Intervention de Jean-François Carenco

Réunion du jeudi 4 avril 2019 à 9h00
Commission d'enquête sur l'impact économique, industriel et environnemental des énergies renouvelables, sur la transparence des financements et sur l'acceptabilité sociale des politiques de transition énergétique

Jean-François Carenco, président de la Commission de régulation de l'énergie (CRE) :

En 2017, le prix de l'électricité en France était de 169 euros le MWh pour le client ; il était de 304 euros en Allemagne et au Danemark, de 230 euros en Espagne, de 186 euros à Chypre et de 180 euros au Royaume-Uni. En 2018, le prix a augmenté partout en Europe, de 10 % en Belgique, de 3,3 % en Allemagne, de 8 % en Espagne et en Italie. Nous proposons une augmentation de 5,9 %.

Le prix de l'électricité est constitué de trois éléments : le coût de la production, le coût du transport et de la distribution, les impôts et taxes. Leurs parts respectives sont de plus en plus inégales, puisque le coût de la production pèse de moins en moins, mais que, parallèlement, le TURPE, qui finance le transport et la distribution, augmente. Cela constitue une difficulté.

Néanmoins, je continue à défendre l'idée selon laquelle il faut faire du renouvelable, parce qu'à terme on ne peut pas continuer à dépendre à 75 % du nucléaire. C'est impossible, ni les Français ni l'ASN ne le permettront.

Cette évolution va nous faire passer d'un système composé d'une centaine de lieux de production – dix-neuf sites nucléaires, quelques grands barrages, quelques grandes usines – à un autre qui en compte de centaines de milliers, voire des millions. Vous mesurez l'ampleur du défi, et c'est ce qui amène la CRE à considérer l'autoconsommation avec circonspection. Cette attitude nous est reprochée, mais rappelons que l'autoconsommation induit une importante extension des réseaux, et qu'elle repose sur une inégalité territoriale. Il fait beau dans le Sud, cela ne doit pas dispenser de payer les taxes sur l'électricité !

Les impôts et taxes constituent le premier élément du prix de l'électricité, et nous nous contentons d'appliquer les décisions prises par le législateur en ce domaine.

Transport et distribution constituent le deuxième élément du prix. Le TURPE est cher, et il augmente, par facilité, mais aussi dans un souci de diversification et par mesure de prudence. Je tiens à saluer la qualité du dialogue que nous entretenons avec les régulés : nous les supervisons, nous les rencontrons souvent, et nous essayons de mettre en place des systèmes incitatifs.

Le troisième élément du prix, ce sont les coûts de production. Les tarifs réglementés de vente (TRV) d'électricité concernent la production. La CRE ne fait qu'appliquer la loi – ce qui semblera peut-être étrange en ces temps…

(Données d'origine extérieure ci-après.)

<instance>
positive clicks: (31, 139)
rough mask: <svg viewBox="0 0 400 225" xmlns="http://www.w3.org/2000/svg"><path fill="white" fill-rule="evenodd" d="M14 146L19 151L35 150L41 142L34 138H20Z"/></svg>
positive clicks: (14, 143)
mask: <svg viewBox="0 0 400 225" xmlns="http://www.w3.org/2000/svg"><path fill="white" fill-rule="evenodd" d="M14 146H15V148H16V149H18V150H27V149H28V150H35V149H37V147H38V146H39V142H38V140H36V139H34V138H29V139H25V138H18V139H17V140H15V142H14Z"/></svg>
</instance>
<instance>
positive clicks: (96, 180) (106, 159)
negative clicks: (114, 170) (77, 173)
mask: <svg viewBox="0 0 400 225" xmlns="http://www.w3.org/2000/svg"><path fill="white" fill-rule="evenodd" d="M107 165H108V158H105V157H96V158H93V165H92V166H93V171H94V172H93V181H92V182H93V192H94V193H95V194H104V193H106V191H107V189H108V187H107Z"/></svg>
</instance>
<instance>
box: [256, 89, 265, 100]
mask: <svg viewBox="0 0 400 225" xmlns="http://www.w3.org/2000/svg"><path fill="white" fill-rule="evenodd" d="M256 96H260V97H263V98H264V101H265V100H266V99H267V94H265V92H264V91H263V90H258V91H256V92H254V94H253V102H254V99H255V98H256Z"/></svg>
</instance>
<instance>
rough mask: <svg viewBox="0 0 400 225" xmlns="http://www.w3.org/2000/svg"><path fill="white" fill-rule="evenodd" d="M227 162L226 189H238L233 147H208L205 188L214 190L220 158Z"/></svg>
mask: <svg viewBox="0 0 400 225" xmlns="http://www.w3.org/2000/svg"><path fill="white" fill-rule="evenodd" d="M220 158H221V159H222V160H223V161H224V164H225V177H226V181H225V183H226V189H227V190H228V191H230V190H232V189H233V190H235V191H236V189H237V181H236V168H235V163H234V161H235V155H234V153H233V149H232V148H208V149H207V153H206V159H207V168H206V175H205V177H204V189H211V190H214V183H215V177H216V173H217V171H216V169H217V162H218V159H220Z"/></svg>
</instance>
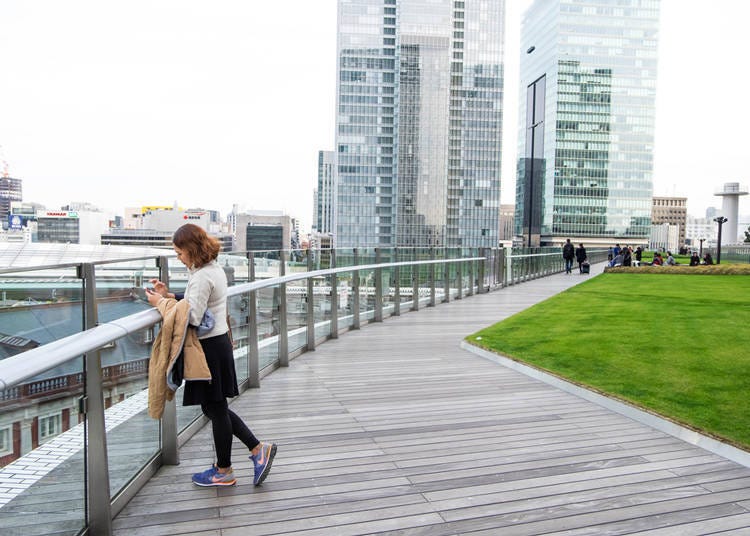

La réglementation sur cette question est nationale et européenne, et curieusement, le mot « Europe » ne figure pas dans le rapport de l'Autorité de la concurrence. Le marché intérieur de l'énergie est totalement intégré, et nous nous en portons très bien puisque nous exportons 15 % de notre production électrique et que nous importons seulement 5 % de notre consommation. Notre balance commerciale est nettement positive, et nous le devons à l'Europe. Les 5 % que nous importons correspondent à ce que j'ai qualifié de « flexibilités », au-delà de l'interruptibilité. Je salue à cet égard la décision de RTE, annoncée le 13 janvier dernier, de mettre en oeuvre cette interruptibilité. Le système nous coûte 90 millions d'euros par an, et il a marché.

J'en viens à la réponse à votre question, monsieur le président, mais il fallait la replacer dans le tableau d'ensemble. Comment se décomposent les 5,9 % de hausse des tarifs ? Premièrement, les coûts commerciaux, les CEE et le TURPE ne participent pas de cette hausse. Les marges ont été réduites afin de compenser les CEE, pour une somme nulle.

C'est la composante du prix liée aux capacités de production qui a fortement augmenté. La flexibilité impose aux producteurs de garantir qu'en cas d'incident ou de surconsommation, ils sont capables de fournir des capacités de production supplémentaires. On finance donc des capacités de production qui servent uniquement à garantir la sécurité des approvisionnements, et c'est très récent. Dans la hausse annoncée, 2,20 euros TTC par mégawattheure sont dus à l'augmentation de la capacité, soit 1,3 point sur les 5,9 %.

Les 4,6 points restants sont dus à la production. Considérons séparément le marché normal et l'effet du plafonnement de l'ARENH. Le fonctionnement normal du marché induit une hausse de 2,4 points de pourcentage du TRV, et de 2,2 points de l'ARENH.

Le marché est tendanciellement à la hausse depuis quelque temps, après avoir été structurellement à la baisse.